Как сейчас, вижу его – в черном длинном пальто, черной, лихо заломленной шляпе, в перчатках – он идет по Моховой улице к нашему институту, и все, что движется – машины, студенты, служащие с портфелями, рабочие, волокущие какую-то железную трубу, – все это не совпадает с его ритмом. А вот архитектура Питера, даже облупившаяся, дома, дворы и арки этого города, прекрасное противостояние двух великолепных серых зданий старого ТЮЗа и Театрального института (Моховая, 34 и Моховая, 35), и любой кусок набережной Фонтанки, по которой идет он от своего дома в Щербаковском переулке, и чугунная решетка, Инженерный замок и Летний сад на другом берегу – все это великолепный фон для стройной, несмотря на возраст, фигуре нашего Учителя.

* * *

Евгения Владимировна произносила слово «очень» без мягкого знака– «очен». В ее речи вообще было немало особенно произнесенных слов. При невероятной четкости и внятности каждого звука. Это была актерская речь петербургской театральной сцены.

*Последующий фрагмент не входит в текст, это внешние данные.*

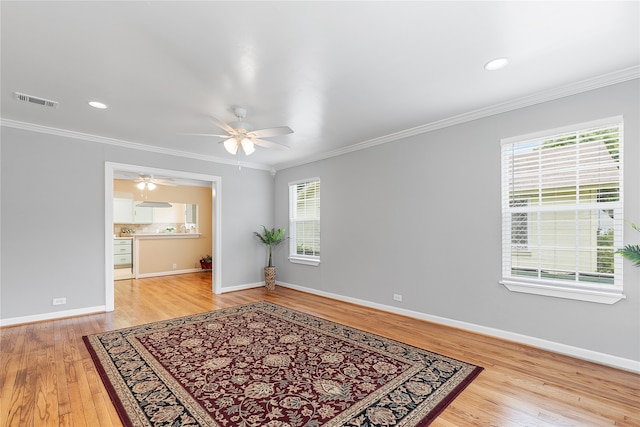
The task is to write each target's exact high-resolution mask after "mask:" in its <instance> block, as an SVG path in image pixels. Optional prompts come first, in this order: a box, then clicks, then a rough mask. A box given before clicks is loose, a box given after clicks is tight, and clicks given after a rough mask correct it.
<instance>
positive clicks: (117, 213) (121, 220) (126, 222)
mask: <svg viewBox="0 0 640 427" xmlns="http://www.w3.org/2000/svg"><path fill="white" fill-rule="evenodd" d="M113 222H114V223H115V224H132V223H133V200H131V199H113Z"/></svg>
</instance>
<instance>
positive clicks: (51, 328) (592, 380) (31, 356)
mask: <svg viewBox="0 0 640 427" xmlns="http://www.w3.org/2000/svg"><path fill="white" fill-rule="evenodd" d="M210 283H211V273H210V272H209V273H194V274H186V275H180V276H166V277H160V278H148V279H140V280H122V281H118V282H116V286H115V297H116V309H115V311H114V312H112V313H106V314H104V313H103V314H95V315H88V316H81V317H73V318H67V319H62V320H55V321H48V322H40V323H33V324H28V325H20V326H13V327H5V328H2V329H0V356H1V357H0V358H1V361H0V425H2V426H49V425H55V426H89V427H95V426H120V425H122V424H121V423H120V420H119V418H118V415H117V413H116V412H115V409H114V407H113V405H112V404H111V401H110V399H109V396H108V394H107V392H106V390H105V388H104V386H103V384H102V381H101V380H100V378H99V376H98V374H97V372H96V369H95V367H94V365H93V362H92V360H91V358H90V356H89V353H88V352H87V349H86V348H85V346H84V343H83V341H82V336H83V335H87V334H93V333H97V332H102V331H107V330H113V329H118V328H123V327H127V326H131V325H138V324H143V323H148V322H153V321H156V320H161V319H168V318H172V317H177V316H183V315H187V314H192V313H198V312H203V311H209V310H215V309H218V308H223V307H230V306H234V305H239V304H246V303H250V302H254V301H260V300H265V301H270V302H273V303H277V304H280V305H283V306H286V307H290V308H293V309H296V310H299V311H304V312H307V313H310V314H313V315H316V316H318V317H322V318H325V319H329V320H332V321H336V322H339V323H342V324H346V325H349V326H353V327H356V328H360V329H362V330H366V331H369V332H373V333H376V334H379V335H383V336H386V337H389V338H392V339H395V340H398V341H402V342H405V343H408V344H411V345H414V346H417V347H421V348H425V349H428V350H430V351H434V352H437V353H441V354H444V355H447V356H450V357H454V358H456V359H460V360H464V361H466V362H469V363H473V364H476V365H480V366H483V367H484V368H485V370H484V371H483V372H482V373H481V374H480V376H479V377H478V378H476V379H475V380H474V381H473V383H471V385H470V386H469V387H467V389H466V390H465V391H463V392H462V393H461V394H460V395H459V396H458V397H457V399H456V400H455V401H454V402H453V403H452V404H451V405H450V406H449V407H448V408H447V409H446V410H445V411H444V412H443V413H442V414H441V415H440V417H438V419H437V420H436V421H435V422H434V423H433V424H432V425H433V426H449V427H450V426H456V427H460V426H569V425H573V426H610V425H616V426H640V409H639V408H640V375H637V374H633V373H630V372H625V371H621V370H617V369H613V368H608V367H604V366H600V365H597V364H593V363H589V362H584V361H581V360H576V359H572V358H570V357H565V356H561V355H557V354H554V353H549V352H546V351H542V350H538V349H535V348H531V347H527V346H524V345H520V344H516V343H513V342H508V341H503V340H500V339H496V338H492V337H487V336H483V335H479V334H475V333H471V332H465V331H462V330H458V329H454V328H450V327H446V326H441V325H436V324H432V323H428V322H424V321H420V320H415V319H411V318H408V317H403V316H399V315H394V314H390V313H386V312H382V311H377V310H374V309H369V308H365V307H360V306H356V305H352V304H348V303H343V302H339V301H335V300H330V299H326V298H322V297H319V296H315V295H310V294H306V293H302V292H298V291H294V290H291V289H286V288H282V287H278V288H277V289H276V291H267V290H266V289H264V288H257V289H250V290H245V291H239V292H230V293H227V294H223V295H213V294H212V293H211V291H210ZM227 427H231V426H227Z"/></svg>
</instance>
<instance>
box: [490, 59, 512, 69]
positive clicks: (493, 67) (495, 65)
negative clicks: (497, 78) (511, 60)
mask: <svg viewBox="0 0 640 427" xmlns="http://www.w3.org/2000/svg"><path fill="white" fill-rule="evenodd" d="M508 63H509V59H507V58H496V59H492V60H491V61H489V62H487V63H486V64H484V69H485V70H489V71H495V70H499V69H500V68H504V67H506V66H507V64H508Z"/></svg>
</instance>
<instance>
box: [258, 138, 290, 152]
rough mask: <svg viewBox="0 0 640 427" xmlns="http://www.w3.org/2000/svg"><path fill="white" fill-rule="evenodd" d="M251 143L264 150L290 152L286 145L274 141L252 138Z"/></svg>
mask: <svg viewBox="0 0 640 427" xmlns="http://www.w3.org/2000/svg"><path fill="white" fill-rule="evenodd" d="M251 141H253V143H254V144H256V145H259V146H260V147H264V148H275V149H278V150H288V149H289V147H288V146H286V145H284V144H280V143H277V142H273V141H267V140H266V139H257V138H251Z"/></svg>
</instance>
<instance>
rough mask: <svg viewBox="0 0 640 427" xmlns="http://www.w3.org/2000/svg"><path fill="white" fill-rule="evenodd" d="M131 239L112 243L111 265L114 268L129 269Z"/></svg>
mask: <svg viewBox="0 0 640 427" xmlns="http://www.w3.org/2000/svg"><path fill="white" fill-rule="evenodd" d="M132 241H133V239H115V240H114V241H113V265H114V267H115V268H122V267H131V265H132V263H133V261H132V255H133V254H132V248H131V244H132Z"/></svg>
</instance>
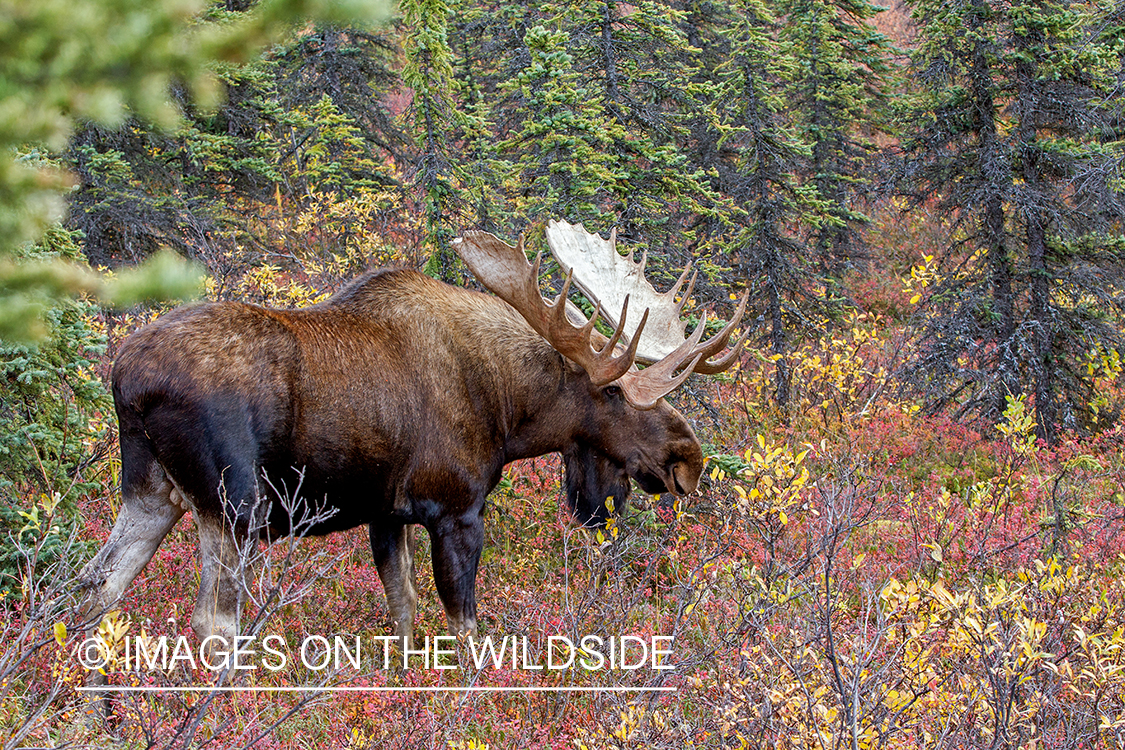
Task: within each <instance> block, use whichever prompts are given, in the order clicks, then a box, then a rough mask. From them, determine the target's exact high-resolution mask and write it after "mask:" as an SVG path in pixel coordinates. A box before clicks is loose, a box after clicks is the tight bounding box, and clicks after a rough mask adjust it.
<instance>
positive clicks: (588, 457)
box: [562, 443, 632, 528]
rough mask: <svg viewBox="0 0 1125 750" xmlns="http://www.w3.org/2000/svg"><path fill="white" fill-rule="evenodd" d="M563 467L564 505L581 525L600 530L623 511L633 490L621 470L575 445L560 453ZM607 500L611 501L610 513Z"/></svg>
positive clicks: (592, 453)
mask: <svg viewBox="0 0 1125 750" xmlns="http://www.w3.org/2000/svg"><path fill="white" fill-rule="evenodd" d="M562 466H564V470H565V471H566V500H567V505H569V506H570V510H571V512H573V513H574V517H575V519H577V521H578V523H580V524H582V525H583V526H587V527H591V528H595V527H602V526H604V525H605V522H606V521H609V518H610V516H611V515H615V514H619V513H621V512H622V510H623V509H624V507H625V503H627V501H628V500H629V493H630V490H631V489H632V487H631V485H630V484H629V473H628V472H627V471H625V469H624V467H621V466H618V464H616V463H614V462H613V461H611V460H610V459H607V458H605V457H604V455H602V454H601V453H598V452H597V451H595V450H594V449H592V448H589V446H588V445H580V444H578V443H575V444H573V445H571V446H570V448H568V449H567V450H566V451H565V452H564V453H562ZM606 498H612V503H613V510H612V513H611V512H610V507H609V503H606Z"/></svg>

Известно, что была она замечена В.Н.Давыдовым и уроки речи получила от него. Была актрисой Большого драматического театра, играла вместе с великим Н.Ф.Монаховым. Старые актеры БДТ помнили Женечку Карпову и всегда передавали ей через меня приветы. И больше почти ничего не известно. Евгения Владимировна никогда не говорила о себе. В 44-м году, после снятия блокады, она, оказавшаяся с семьей в крайнем материальном и моральном неблагополучии, стала вести драматический кружок художественной самодеятельности в университете. В 51-м году кружок назывался уже студией (а среди студентов проще – Драмой) и поразил Ленинград постановкой гоголевского «Ревизора». Об Игоре Горбачеве, Рожановском, Барском, Тарееве, Благовещенской – исполнителях главных ролей – писала критика, поглядеть на них ездили в отдаленные Дворцы культуры толпы желающих. Довелось и мне, девятикласснику, поглядеть на самодеятельных артистов, и я был поражен. Когда в 52-м году меня не приняли в Театральный институт, я кинулся на юридический факультет ЛГУ, был принят и в первый же месяц учения поступил (по конкурсу!) в студию Карповой.

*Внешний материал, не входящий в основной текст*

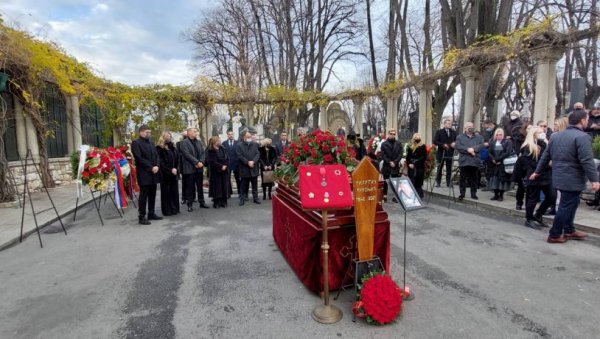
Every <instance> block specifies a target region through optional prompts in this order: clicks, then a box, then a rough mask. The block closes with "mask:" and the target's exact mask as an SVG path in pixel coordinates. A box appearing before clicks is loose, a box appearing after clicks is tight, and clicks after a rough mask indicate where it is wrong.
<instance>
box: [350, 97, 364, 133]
mask: <svg viewBox="0 0 600 339" xmlns="http://www.w3.org/2000/svg"><path fill="white" fill-rule="evenodd" d="M364 102H365V101H364V99H362V98H354V99H352V104H353V105H354V126H355V127H354V132H356V133H358V134H360V135H361V136H363V128H362V121H363V119H362V107H363V103H364Z"/></svg>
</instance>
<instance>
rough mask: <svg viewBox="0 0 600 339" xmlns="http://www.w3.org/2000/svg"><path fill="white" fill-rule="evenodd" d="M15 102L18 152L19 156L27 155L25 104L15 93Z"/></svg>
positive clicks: (26, 128) (14, 101)
mask: <svg viewBox="0 0 600 339" xmlns="http://www.w3.org/2000/svg"><path fill="white" fill-rule="evenodd" d="M13 102H14V103H15V126H16V130H17V152H18V153H19V157H21V158H25V156H27V127H26V125H25V116H24V115H23V106H22V105H21V102H20V101H19V99H17V97H16V96H14V95H13Z"/></svg>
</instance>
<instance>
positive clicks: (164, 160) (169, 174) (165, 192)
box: [156, 132, 179, 216]
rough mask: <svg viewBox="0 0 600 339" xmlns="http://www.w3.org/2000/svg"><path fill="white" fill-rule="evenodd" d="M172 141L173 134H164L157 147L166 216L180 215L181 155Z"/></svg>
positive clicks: (160, 206) (159, 139)
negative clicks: (180, 182) (170, 215)
mask: <svg viewBox="0 0 600 339" xmlns="http://www.w3.org/2000/svg"><path fill="white" fill-rule="evenodd" d="M171 139H172V136H171V132H163V134H162V135H161V136H160V138H159V139H158V145H156V151H157V152H158V157H159V158H160V175H161V179H160V209H161V212H162V214H163V215H164V216H170V215H175V214H178V213H179V203H178V200H179V185H178V183H177V174H178V173H179V172H178V168H179V153H178V152H177V149H176V148H175V145H174V144H173V142H172V140H171Z"/></svg>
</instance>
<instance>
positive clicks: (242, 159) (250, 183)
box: [236, 132, 260, 206]
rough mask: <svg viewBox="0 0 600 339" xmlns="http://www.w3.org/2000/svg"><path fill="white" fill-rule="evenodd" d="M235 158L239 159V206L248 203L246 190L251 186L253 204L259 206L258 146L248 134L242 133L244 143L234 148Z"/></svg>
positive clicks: (250, 133)
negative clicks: (247, 201) (251, 185)
mask: <svg viewBox="0 0 600 339" xmlns="http://www.w3.org/2000/svg"><path fill="white" fill-rule="evenodd" d="M236 153H237V157H238V159H239V164H238V168H239V172H240V178H241V186H242V187H241V192H240V193H241V194H240V206H242V205H244V204H245V203H246V201H248V190H249V187H250V184H252V198H253V200H254V203H256V204H260V200H258V187H257V186H258V161H259V159H260V153H259V152H258V144H257V143H256V142H255V141H254V138H252V134H251V133H250V132H246V133H244V142H241V143H239V144H238V146H237V148H236Z"/></svg>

Картинка воспоминаний, возникающая перед моим внутренним взором, двоится. Изображение все время не в фокусе. Это потому, что никак не могу совместить разруху, неустроенность нашего быта, грубость вкусов и манер, царившую среди моих ровесников, и то присутствие благородного Духа Театра, которое наполняло длинную комнату в шесть окон на первом этаже скучного здания в грязном закоулке одного из внутренних дворов университета.

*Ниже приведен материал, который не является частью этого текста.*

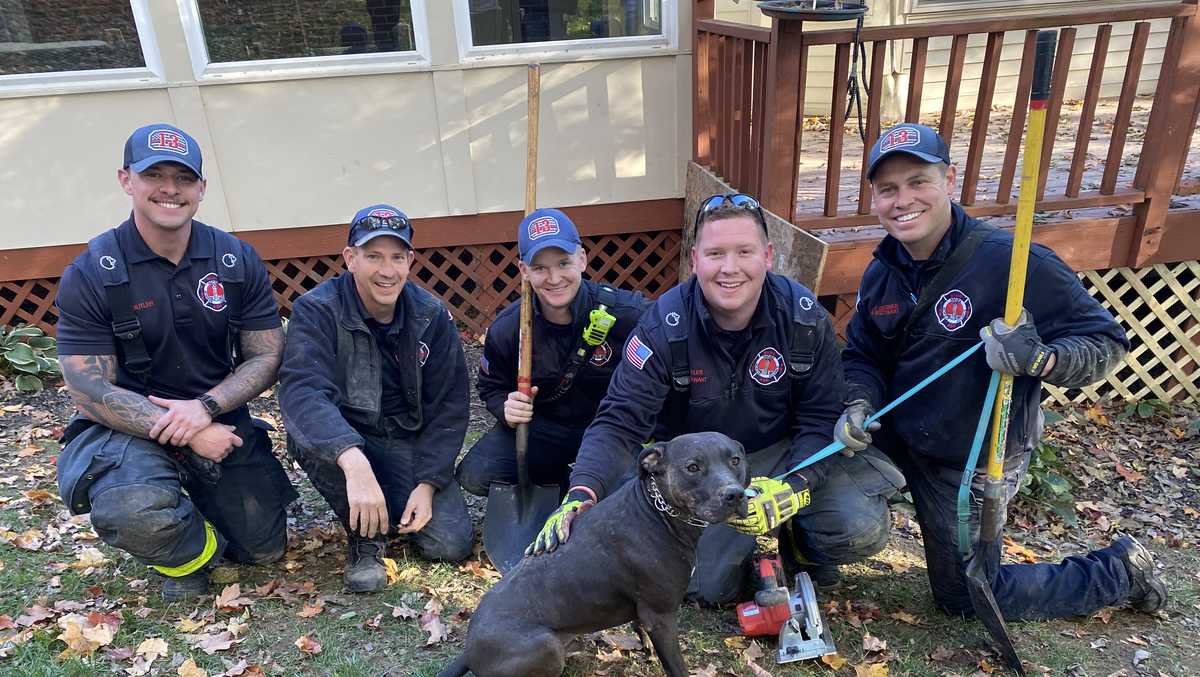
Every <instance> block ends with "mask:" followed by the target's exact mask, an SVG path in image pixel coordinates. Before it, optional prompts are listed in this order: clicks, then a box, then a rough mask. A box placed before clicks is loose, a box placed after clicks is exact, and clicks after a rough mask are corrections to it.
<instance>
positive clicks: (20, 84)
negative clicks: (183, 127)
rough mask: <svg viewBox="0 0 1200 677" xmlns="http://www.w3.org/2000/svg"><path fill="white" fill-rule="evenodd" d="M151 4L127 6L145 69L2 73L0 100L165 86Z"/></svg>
mask: <svg viewBox="0 0 1200 677" xmlns="http://www.w3.org/2000/svg"><path fill="white" fill-rule="evenodd" d="M151 1H152V0H130V7H131V8H132V10H133V25H134V28H136V30H137V36H136V37H137V40H138V43H139V44H140V46H142V59H143V60H144V61H145V66H140V67H132V68H94V70H89V71H50V72H42V73H12V74H4V76H0V98H5V97H10V96H28V95H30V94H46V95H50V94H66V92H73V91H101V90H118V89H134V88H142V86H145V85H148V84H150V85H155V84H160V85H161V84H166V82H167V80H166V79H164V77H163V70H162V55H161V53H160V50H158V38H157V36H156V35H155V30H154V23H152V22H151V20H150V2H151Z"/></svg>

Я прежде всего о речи. Мы репетировали нормальные советские пьесы тех времен – «Любовь Яровую» Тренева, «Шелковое сюзанэ» А.Каххара, «Обыкновенного человека» Л.Леонова. Евгения Владимировна вслушивалась в наш уличный говор, иногда не делала никаких замечаний, но, помолчав, произносила сама те же слова. И происходило нечто странное. Чередование гласных и согласных звуков имеет не меньшее значение, чем смысл слова. А так как смысл всех слов в этих пьесах был общеизвестным, то именно в звучании открывалась прелесть и новизна. Но уже к новому, 53-му году репертуар сместился в сторону классики, и тут чувство слова, гармония содержания и звука открылись в Евгении Владимировне в полную меру. «Осенняя скука» Некрасова, рассказы и одноактные пьесы Чехова, снова «Ревизор», «Тартюф» Мольера. Все творилось в упомянутой длинной комнате «Клубуса», как называли его студийцы. Единственной декорацией были стулья – сломанные, списанные из студенческих аудиторий. В помине не было никакой радиоаппаратуры. Единственным театральным светом был выключатель у входной двери. Но Дух был! Сцену актового зала или Дома народного творчества мы получали всего на несколько дней. И трудно поверить, что за этот короткий срок появлялась роскошная (да!) строенная (да!) декорация, убедительные, вполне пристойные костюмы (взятые напрокат), мастерские профессиональные гримы. Объяснение этому чуду – ниже.